Binary search trees are something we all know (and love??) from Algorithms 101. To search for elements of a set
S, we can build a binary tree, and write elements of
S in the nodes, such that the in-order traversal of the tree gives the elements of
S in sorted order. Clasically people say "the tree is in symmetric order", but I do not understand where the terminology comes from. Since searching is by comparisons, we may just as well assume
S={1,..,
n}.
Now, let's say I'm going to search for
x1,
x2, ...,
xm in this order. How well can a binary tree perform? Well, depends what you mean:
- there are sequences where you need Omega(m lg n) comparisons (every comparison reveals one bit of entropy), and that is achieved by any balanced tree. But this worst-case analysis is not answering the question of how well you can do on some given access sequence x1, ..., xm.

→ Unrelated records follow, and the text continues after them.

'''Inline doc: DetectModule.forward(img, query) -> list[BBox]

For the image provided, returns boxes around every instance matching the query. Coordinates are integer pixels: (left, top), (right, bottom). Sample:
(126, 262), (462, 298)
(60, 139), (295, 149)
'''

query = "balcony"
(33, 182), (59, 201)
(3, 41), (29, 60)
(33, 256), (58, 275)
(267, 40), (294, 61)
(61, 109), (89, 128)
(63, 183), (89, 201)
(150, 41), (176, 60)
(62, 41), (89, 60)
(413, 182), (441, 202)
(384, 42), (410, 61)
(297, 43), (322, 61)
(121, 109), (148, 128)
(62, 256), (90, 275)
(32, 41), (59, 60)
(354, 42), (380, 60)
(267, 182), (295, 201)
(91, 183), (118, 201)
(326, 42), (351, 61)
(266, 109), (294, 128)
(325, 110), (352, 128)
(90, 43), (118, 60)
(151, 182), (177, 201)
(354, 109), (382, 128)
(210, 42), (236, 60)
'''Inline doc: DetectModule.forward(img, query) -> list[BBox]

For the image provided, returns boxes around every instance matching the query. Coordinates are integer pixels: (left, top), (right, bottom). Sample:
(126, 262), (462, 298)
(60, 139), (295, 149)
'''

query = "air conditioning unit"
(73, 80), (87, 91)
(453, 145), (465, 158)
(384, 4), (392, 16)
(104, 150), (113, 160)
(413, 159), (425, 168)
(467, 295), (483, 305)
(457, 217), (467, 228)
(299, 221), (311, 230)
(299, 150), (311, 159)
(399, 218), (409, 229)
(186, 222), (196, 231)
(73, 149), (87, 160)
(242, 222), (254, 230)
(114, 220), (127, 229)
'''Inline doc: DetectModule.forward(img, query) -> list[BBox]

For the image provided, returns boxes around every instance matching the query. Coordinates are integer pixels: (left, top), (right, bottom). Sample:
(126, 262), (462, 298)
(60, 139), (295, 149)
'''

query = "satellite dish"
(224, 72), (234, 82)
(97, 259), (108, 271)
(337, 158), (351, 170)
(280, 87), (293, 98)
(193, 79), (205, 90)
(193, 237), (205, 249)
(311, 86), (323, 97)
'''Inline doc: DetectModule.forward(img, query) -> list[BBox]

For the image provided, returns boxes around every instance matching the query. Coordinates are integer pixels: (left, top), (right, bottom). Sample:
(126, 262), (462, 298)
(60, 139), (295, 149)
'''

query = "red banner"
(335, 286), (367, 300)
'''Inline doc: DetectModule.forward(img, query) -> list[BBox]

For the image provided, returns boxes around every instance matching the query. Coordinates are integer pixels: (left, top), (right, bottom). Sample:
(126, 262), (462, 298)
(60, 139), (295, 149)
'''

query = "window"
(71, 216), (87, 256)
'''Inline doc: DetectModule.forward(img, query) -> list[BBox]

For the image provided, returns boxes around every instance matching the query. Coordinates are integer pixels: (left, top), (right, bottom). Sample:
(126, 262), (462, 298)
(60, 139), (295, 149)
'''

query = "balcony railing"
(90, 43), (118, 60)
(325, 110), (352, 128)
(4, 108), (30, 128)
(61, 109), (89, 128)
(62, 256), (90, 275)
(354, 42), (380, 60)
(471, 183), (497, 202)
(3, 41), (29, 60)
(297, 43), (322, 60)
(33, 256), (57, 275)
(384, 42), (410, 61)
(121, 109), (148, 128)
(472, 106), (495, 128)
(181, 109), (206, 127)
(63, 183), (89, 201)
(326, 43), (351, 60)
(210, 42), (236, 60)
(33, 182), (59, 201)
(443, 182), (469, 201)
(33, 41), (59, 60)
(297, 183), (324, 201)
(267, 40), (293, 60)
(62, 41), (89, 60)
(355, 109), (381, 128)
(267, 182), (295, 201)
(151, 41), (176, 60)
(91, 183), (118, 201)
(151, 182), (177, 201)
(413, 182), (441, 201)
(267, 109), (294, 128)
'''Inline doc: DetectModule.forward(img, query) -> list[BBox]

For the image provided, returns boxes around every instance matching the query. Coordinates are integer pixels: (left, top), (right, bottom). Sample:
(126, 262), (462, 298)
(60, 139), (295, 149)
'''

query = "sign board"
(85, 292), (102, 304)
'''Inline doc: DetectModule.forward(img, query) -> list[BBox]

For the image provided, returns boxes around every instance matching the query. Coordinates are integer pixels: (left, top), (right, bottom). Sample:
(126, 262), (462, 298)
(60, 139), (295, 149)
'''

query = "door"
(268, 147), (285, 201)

- If you intend to build a static tree and use it for the entire access sequence, all that matters about the access sequence are the frequencies f1, .., fn -- how many times you access every element i. Then, the famous dynamic program of Knuth finds the optimum tree [Optimum Binary Search Trees Acta Inf. 1: 14-25 (1971)]. Asymptotically, the cost is described by the entropy: sum fi lg(m/fi).
- But who says your tree needs to be fixed? We all know trees can be dynamic, e.g. being changed by rotations. The rest of the post is about computing the minimum cost needed by a dynamic binary tree to solve a given access sequence.
Model. We can come up with lots of models for how to charge binary trees for their work, but they are all equivalent up to constant factors. So let's stick to a simple one: charge cost 1 for every node that you "touch" during every access (which includes touching by a comparison or a rotation). Note that if you consider any fancy transformation that reconfigures a subtree of k nodes in the tree, you can implement it with about 2k rotations [Sleator, Tarjan, Thurston: Rotation Distance, Triangulations, and Hyperbolic Geometry STOC 1986]
Geometric picture. Trees are ugly and I find it totally impossible to think about them. So let's represent the access sequence as a 2D diagram, like the following. Let
A denote the set of (red) points in the diagram.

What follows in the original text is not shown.